Windows Azure Driveの機能は、Microsoft.WindowsAzure.StorageClient名前空間のCloudDriveクラスによって実装されています。
(2)OSバージョンの選択(OS Version Support)
Azureアプリケーションを実行するWindows AzureのゲストOSに、どのバージョンを使用するかを選択できるようになりました。Windows AzureはWindows Server 2008 R2をベースにしていますが、ゲストOSのバージョンの違いにより、どのセキュリティパッチが当てられているかなどが異なってきます。

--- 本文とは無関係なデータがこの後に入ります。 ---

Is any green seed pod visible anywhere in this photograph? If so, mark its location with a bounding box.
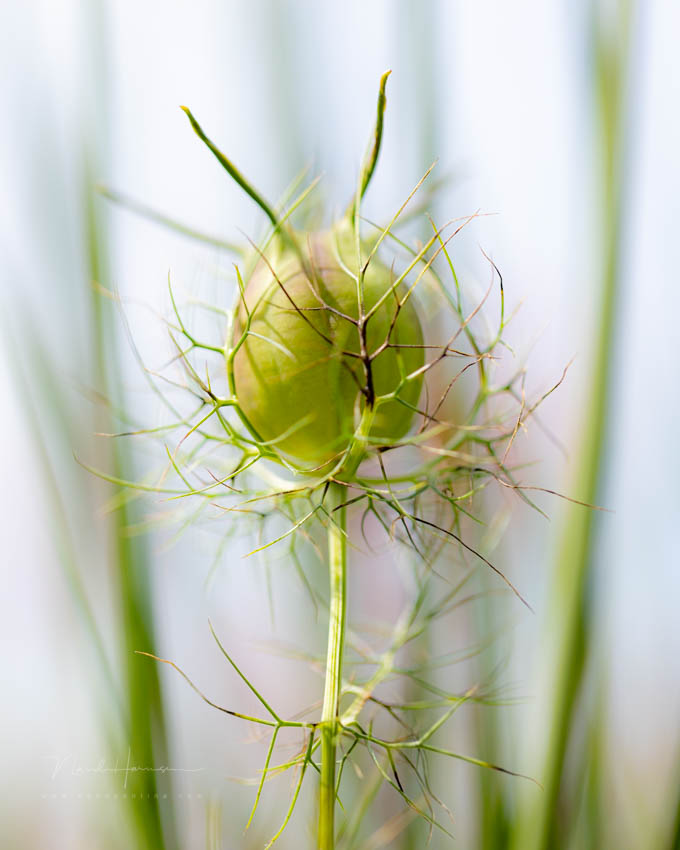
[233,219,423,468]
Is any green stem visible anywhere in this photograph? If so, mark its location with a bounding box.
[318,484,347,850]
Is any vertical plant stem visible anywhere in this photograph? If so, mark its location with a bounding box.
[318,484,347,850]
[511,0,636,850]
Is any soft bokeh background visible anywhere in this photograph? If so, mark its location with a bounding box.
[0,0,680,850]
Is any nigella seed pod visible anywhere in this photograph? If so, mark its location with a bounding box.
[233,218,423,468]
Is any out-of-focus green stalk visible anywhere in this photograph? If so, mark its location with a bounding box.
[84,154,175,850]
[511,0,634,850]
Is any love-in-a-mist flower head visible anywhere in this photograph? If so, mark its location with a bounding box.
[90,74,564,850]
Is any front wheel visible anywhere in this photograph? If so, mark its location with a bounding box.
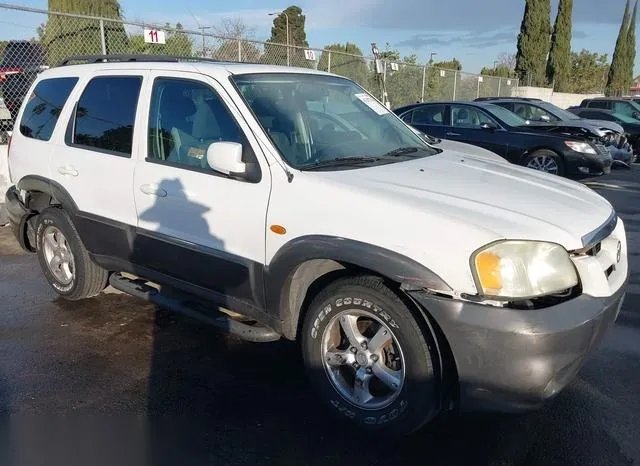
[36,207,108,301]
[524,149,564,176]
[302,277,439,435]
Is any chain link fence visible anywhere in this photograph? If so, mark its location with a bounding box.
[0,3,518,135]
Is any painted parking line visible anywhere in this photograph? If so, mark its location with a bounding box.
[584,181,637,190]
[627,283,640,294]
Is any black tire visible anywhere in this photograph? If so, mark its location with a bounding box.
[36,207,109,301]
[302,276,440,435]
[522,149,565,176]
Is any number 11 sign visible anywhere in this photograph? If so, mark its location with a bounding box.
[144,28,166,44]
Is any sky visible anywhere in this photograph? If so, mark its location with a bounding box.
[0,0,640,74]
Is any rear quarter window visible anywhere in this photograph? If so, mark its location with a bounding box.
[20,78,78,141]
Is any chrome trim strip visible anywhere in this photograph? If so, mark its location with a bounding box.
[582,210,618,249]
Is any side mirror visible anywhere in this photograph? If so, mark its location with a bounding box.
[207,142,247,176]
[480,123,498,131]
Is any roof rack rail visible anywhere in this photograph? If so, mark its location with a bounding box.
[58,54,225,66]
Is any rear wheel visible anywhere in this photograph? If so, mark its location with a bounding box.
[36,207,108,300]
[524,149,564,176]
[303,277,439,434]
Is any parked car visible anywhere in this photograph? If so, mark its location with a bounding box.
[475,97,624,136]
[568,107,640,160]
[6,56,629,435]
[0,40,46,120]
[580,97,640,120]
[476,97,634,166]
[394,102,612,176]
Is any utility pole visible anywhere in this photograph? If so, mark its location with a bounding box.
[198,26,211,58]
[371,42,388,107]
[269,11,291,66]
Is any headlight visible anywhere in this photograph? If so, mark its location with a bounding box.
[564,141,597,155]
[471,241,578,299]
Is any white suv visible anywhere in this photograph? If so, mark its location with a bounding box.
[2,57,628,433]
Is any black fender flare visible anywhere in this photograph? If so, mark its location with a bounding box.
[17,175,78,215]
[265,235,452,339]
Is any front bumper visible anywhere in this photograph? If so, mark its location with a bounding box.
[411,281,626,412]
[564,151,613,176]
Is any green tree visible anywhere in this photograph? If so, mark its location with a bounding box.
[625,0,638,93]
[386,55,425,107]
[516,0,551,86]
[318,42,369,86]
[547,0,573,92]
[431,58,462,71]
[567,49,609,94]
[213,18,262,63]
[480,64,515,78]
[42,0,129,65]
[263,5,314,68]
[129,23,193,57]
[605,0,631,96]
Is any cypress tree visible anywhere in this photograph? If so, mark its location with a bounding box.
[547,0,573,92]
[625,0,638,93]
[605,0,635,96]
[516,0,551,86]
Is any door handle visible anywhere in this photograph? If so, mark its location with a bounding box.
[140,184,167,197]
[58,166,78,176]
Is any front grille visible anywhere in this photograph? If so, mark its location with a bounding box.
[596,144,611,157]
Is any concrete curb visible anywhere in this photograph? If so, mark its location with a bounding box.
[0,145,9,227]
[0,204,9,227]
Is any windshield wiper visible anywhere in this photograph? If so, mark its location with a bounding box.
[299,156,380,170]
[383,146,426,157]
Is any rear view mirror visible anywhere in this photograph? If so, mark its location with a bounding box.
[207,142,247,176]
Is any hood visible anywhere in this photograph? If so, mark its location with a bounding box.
[522,120,602,139]
[433,139,509,163]
[323,150,613,250]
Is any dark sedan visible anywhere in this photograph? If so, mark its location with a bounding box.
[568,107,640,154]
[394,102,611,177]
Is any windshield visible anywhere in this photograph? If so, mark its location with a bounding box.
[232,73,440,168]
[536,102,580,120]
[612,113,640,123]
[483,104,527,126]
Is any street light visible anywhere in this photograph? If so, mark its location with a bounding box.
[269,11,291,66]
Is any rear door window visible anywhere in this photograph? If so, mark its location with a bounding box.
[20,78,78,141]
[71,76,142,157]
[412,105,446,125]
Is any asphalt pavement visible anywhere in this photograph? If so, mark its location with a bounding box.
[0,169,640,466]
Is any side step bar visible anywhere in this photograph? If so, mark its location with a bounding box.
[109,273,280,343]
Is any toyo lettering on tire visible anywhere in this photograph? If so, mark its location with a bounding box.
[36,207,108,301]
[302,276,439,435]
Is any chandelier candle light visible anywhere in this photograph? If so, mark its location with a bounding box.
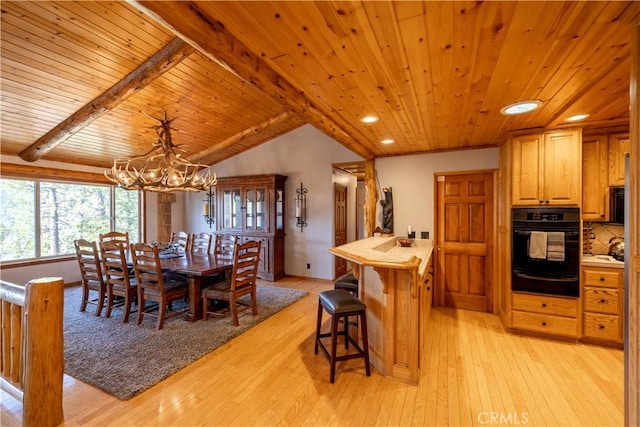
[104,112,217,193]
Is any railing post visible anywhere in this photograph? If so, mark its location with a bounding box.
[22,277,64,427]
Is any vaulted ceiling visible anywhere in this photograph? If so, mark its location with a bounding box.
[0,0,640,171]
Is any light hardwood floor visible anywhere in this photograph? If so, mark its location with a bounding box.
[0,277,623,427]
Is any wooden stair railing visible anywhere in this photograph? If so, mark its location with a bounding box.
[0,277,64,427]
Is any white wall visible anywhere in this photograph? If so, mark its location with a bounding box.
[376,148,498,239]
[184,125,362,279]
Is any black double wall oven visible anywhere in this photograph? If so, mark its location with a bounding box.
[511,207,581,297]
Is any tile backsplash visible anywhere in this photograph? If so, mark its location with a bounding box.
[582,222,624,255]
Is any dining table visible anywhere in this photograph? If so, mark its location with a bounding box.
[160,251,233,322]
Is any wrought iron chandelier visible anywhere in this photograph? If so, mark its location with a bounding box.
[104,112,217,193]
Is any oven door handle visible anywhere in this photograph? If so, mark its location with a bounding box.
[514,230,580,236]
[515,273,578,282]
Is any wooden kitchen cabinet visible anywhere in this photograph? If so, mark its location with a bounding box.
[511,292,579,339]
[512,129,582,206]
[609,133,631,187]
[580,265,624,347]
[582,135,609,221]
[216,174,287,281]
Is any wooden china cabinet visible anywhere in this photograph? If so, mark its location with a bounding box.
[216,174,287,281]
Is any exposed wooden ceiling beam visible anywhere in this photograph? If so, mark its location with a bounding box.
[130,0,375,159]
[19,38,195,162]
[189,111,293,162]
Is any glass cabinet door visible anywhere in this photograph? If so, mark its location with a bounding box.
[276,188,284,230]
[245,187,267,230]
[222,188,243,230]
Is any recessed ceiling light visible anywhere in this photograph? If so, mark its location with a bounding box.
[565,114,589,122]
[360,116,378,123]
[500,100,542,116]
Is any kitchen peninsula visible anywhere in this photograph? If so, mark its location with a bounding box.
[329,237,433,384]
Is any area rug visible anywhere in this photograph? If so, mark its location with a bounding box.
[64,285,307,400]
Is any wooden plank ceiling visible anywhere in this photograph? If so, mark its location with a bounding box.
[0,1,640,167]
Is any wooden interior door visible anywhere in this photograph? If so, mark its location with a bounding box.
[436,172,494,312]
[333,183,347,278]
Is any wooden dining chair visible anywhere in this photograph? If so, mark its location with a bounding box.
[169,231,191,252]
[131,243,189,330]
[100,241,138,323]
[202,240,261,326]
[213,234,238,259]
[189,233,211,254]
[73,239,107,316]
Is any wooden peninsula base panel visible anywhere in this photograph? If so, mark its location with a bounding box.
[329,237,433,384]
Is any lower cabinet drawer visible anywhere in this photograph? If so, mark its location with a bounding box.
[583,313,621,341]
[512,310,578,337]
[511,292,578,317]
[584,286,619,315]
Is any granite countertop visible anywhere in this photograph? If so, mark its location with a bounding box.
[329,236,433,274]
[582,255,624,268]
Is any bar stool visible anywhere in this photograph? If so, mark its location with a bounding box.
[314,289,371,384]
[333,273,359,326]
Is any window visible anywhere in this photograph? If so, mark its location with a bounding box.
[0,178,139,261]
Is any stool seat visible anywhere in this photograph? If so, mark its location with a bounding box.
[333,273,358,296]
[314,289,371,383]
[318,289,367,315]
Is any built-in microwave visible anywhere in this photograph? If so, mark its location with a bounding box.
[609,187,624,224]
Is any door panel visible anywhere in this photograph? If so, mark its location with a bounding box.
[436,172,494,311]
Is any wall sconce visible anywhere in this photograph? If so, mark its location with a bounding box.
[203,187,216,228]
[296,182,307,232]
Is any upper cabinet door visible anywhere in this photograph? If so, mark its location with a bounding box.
[609,133,631,186]
[582,135,609,221]
[512,134,544,206]
[220,188,244,230]
[245,187,268,231]
[512,130,582,206]
[544,130,582,206]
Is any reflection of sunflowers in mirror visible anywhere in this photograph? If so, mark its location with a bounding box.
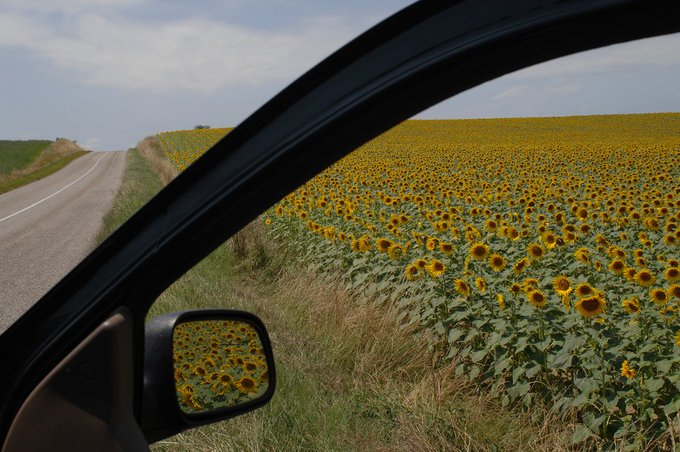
[173,320,268,413]
[161,113,680,444]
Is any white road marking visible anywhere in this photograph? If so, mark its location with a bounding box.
[0,152,108,223]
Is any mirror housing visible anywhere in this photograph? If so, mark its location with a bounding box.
[140,309,276,443]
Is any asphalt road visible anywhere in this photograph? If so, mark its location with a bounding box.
[0,151,127,333]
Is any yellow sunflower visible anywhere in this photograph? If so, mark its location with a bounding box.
[576,296,606,317]
[574,248,590,264]
[649,287,670,306]
[527,290,548,308]
[668,284,680,298]
[635,268,656,287]
[453,279,470,298]
[475,276,486,293]
[621,297,640,314]
[553,275,574,296]
[234,377,257,394]
[623,267,637,282]
[512,257,529,275]
[527,243,545,260]
[376,238,392,253]
[608,259,626,275]
[574,283,595,298]
[496,294,506,310]
[470,242,489,261]
[663,267,680,282]
[425,259,446,278]
[404,264,423,281]
[621,360,635,380]
[489,254,506,272]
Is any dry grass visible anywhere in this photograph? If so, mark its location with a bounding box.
[0,138,88,193]
[133,143,572,451]
[137,136,179,184]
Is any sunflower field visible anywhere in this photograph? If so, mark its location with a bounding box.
[161,113,680,448]
[173,320,269,413]
[156,128,231,171]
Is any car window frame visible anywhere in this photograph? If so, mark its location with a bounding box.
[0,0,680,444]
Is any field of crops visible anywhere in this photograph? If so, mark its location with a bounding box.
[161,113,680,447]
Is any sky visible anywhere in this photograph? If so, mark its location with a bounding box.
[0,0,680,150]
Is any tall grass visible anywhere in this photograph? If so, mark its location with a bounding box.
[103,143,580,451]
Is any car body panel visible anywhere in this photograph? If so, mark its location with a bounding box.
[0,0,680,444]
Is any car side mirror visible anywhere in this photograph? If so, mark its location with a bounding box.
[141,310,276,443]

OSバージョンの指定のために、サービス構成ファイル(ServiceConfiguration.cscfg)のスキーマに変更が加えられました。ServiceConfiguration要素にオプショナル属性としてosVersionが追加され、次のようにバージョンごとに定まっている設定値を指定できます。
osVersion="WA-GUEST-OS-1.1_201001-01"
なお、使用するWindows Azure SDKのバージョンにより、選択可能なゲストOSのバージョンが異なってきます。例えば執筆時点では、Windows Azure SDK version 1.1は、Windows Azure Guest OS 1.1 (Release 201001-01)にのみ対応しています。
Windows Azure SDKとゲストOSの互換性についての詳細は、MSDNの「Windows Azure Guest OS Versions and SDK Compatibility Matrix」を参照してください。